The only thing I can see that's hard to implement about PEs in 8879 is
the odd requirement that they can begin and end at *almost any* but *not
quite any* white space; this requires (a) that in a yacc/lex parser the
parameter entities be expanded by the lexer, but that (b) the parser
include various ad hoc rules for checking that (i) the PE begins and
ends in legal places and (ii) the PE does not cross any forbidden
boundaries (in a content model, its parentheses match; it doesn't begin
and end in different declarations; etc.); also (c) that the yacc
grammar be encrufted with ps nonterminals and the like.


All of this is gone in XML.  To implement PEs as defined in XML-lang
970331, all that's needed is a very simple pattern, similar to that
required by matching parentheses:

* In the parser, when transcribing the grammar, replace each %
expression in the right-hand side of a rule with a single non-terminal
with a name beginning with the prefix 'pe_'.  Define the pe_
non-terminal as

  pe_foo : PE_START optional_s foo_expression optional_s PE_END

where 'foo_expression' is the expression governed by the % operator,
after recursive substitution of nested %-expressions.

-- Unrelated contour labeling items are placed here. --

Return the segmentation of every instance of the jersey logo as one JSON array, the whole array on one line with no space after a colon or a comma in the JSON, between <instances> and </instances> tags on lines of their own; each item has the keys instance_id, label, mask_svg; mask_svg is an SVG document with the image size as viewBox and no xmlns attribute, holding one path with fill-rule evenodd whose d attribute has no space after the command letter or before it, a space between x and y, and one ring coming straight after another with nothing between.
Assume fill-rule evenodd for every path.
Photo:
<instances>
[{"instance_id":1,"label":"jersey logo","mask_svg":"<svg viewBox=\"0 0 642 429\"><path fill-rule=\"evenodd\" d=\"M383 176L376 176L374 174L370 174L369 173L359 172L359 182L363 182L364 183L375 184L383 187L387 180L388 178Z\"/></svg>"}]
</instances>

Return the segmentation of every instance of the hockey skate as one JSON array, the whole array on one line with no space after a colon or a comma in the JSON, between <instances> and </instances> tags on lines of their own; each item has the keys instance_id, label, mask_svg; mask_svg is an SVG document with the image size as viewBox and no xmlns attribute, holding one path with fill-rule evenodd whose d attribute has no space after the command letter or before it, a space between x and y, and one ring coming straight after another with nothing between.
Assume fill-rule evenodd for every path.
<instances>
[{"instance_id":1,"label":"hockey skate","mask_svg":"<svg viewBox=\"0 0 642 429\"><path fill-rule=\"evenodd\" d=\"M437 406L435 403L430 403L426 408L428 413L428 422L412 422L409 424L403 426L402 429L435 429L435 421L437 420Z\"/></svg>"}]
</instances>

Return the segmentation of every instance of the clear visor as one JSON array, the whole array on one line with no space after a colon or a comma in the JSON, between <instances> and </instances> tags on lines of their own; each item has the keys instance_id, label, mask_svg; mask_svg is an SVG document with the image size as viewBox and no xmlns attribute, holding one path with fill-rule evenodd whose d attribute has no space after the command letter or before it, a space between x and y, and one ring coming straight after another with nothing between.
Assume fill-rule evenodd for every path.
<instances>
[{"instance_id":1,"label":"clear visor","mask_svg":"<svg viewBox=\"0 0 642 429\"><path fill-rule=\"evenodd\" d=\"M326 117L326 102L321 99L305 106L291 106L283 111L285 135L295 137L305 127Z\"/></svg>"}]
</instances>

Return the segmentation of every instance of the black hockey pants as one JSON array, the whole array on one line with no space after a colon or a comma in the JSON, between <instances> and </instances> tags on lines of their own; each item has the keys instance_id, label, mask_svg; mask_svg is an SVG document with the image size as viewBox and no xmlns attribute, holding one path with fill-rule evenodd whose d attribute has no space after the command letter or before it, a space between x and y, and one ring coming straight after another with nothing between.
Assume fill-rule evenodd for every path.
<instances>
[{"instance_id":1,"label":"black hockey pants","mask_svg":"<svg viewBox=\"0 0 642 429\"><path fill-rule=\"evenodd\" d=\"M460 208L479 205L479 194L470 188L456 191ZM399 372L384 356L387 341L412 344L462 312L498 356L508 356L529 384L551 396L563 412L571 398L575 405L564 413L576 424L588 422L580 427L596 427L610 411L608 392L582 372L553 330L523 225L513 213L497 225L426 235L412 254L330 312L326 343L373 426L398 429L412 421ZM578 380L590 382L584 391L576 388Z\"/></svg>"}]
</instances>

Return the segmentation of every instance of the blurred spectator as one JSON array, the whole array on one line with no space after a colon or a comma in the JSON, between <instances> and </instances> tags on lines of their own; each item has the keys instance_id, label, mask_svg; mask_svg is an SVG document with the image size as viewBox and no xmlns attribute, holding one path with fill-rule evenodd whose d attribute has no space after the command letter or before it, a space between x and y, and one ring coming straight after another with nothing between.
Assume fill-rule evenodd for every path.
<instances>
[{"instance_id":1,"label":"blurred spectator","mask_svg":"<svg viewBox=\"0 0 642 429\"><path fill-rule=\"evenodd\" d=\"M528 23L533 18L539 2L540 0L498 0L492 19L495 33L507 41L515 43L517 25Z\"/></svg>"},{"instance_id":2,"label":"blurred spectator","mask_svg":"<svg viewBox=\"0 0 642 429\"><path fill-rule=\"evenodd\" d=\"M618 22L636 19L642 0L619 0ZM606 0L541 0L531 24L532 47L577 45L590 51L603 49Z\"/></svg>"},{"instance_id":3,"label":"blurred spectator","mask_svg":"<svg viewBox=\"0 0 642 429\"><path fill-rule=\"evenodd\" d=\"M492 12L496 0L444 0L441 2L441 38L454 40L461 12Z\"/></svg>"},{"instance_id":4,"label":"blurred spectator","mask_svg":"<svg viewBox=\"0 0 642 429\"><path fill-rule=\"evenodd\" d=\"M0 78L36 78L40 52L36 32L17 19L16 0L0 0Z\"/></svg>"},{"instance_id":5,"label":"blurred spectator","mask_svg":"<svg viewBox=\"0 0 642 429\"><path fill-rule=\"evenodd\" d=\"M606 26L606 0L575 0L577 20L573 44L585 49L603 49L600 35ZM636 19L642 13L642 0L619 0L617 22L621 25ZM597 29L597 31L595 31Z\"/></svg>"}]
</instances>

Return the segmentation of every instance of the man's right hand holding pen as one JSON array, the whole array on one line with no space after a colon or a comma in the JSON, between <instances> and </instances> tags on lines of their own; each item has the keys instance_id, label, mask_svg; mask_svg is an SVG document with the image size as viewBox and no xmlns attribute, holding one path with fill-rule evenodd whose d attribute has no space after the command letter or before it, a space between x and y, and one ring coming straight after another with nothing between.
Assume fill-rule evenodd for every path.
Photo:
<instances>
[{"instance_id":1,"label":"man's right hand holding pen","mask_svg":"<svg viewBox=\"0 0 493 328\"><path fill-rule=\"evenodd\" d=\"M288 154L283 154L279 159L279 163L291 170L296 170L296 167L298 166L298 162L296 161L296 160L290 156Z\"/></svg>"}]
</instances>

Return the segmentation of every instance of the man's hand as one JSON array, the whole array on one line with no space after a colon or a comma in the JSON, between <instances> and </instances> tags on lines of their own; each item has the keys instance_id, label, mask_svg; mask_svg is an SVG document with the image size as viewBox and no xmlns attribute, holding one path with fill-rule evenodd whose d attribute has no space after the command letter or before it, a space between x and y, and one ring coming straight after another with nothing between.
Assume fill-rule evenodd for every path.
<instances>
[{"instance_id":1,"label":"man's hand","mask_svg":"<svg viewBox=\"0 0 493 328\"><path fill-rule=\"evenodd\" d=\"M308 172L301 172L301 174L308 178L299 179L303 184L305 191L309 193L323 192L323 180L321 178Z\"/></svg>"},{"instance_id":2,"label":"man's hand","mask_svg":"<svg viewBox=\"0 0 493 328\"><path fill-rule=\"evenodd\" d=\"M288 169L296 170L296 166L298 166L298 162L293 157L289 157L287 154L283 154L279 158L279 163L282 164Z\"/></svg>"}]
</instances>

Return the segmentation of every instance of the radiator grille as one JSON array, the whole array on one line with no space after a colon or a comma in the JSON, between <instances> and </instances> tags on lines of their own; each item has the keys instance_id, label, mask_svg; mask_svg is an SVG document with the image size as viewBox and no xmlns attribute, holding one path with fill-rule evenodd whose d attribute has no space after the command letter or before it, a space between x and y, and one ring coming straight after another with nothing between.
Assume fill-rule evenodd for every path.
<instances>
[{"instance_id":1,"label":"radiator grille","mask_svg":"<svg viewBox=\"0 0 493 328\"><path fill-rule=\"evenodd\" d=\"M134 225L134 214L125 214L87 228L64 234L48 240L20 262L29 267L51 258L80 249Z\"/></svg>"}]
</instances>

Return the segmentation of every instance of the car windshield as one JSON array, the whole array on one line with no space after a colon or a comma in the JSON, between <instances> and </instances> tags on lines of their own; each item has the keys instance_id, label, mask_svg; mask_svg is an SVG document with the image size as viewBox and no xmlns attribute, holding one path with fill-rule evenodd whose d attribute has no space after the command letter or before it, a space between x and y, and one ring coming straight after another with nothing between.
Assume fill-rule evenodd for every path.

* In the lexer, insert rules like the following

"%"{Name}";"    { yyin = OpenEntity(yytext);
                  /* i.e. set yyin to the appropriate external data
                     stream or internal buffer; push old yyin onto stack
                  */
                  return PE_START;
                }
<<EOF>>         { yyin = CloseEntity(); /* pop the entity stack */
                  if (yyin==NULL) {
                     yyterminate(); /* if we just closed the outer
                                       entity */
                  } else {
                     return PE_END;
                  }
                }

That's all.  So what part of this is supposed to be so hard that a
computer science graduate student is supposed to need more than fifteen
minutes for it?  (Oh, right.  Doing this means finding and reading
the relevant part of the flex manual.  OK:  45 minutes for finding the
place in the manual; 20 minutes to read and grasp it; 10 minutes to
write the code.)

This is not rocket science; it's not even news, since this came up in
April on xml-dev, when Norbert Mikula was having trouble making NXP's
parser generator handle the PE rules.  He solved it, and since for
better or worse he *is* a graduate student in computer science, I think
the evidence shows (a) that PEs do not present impossible implementation
loads, and (b) the canary in the mineshaft is still alive and chirping.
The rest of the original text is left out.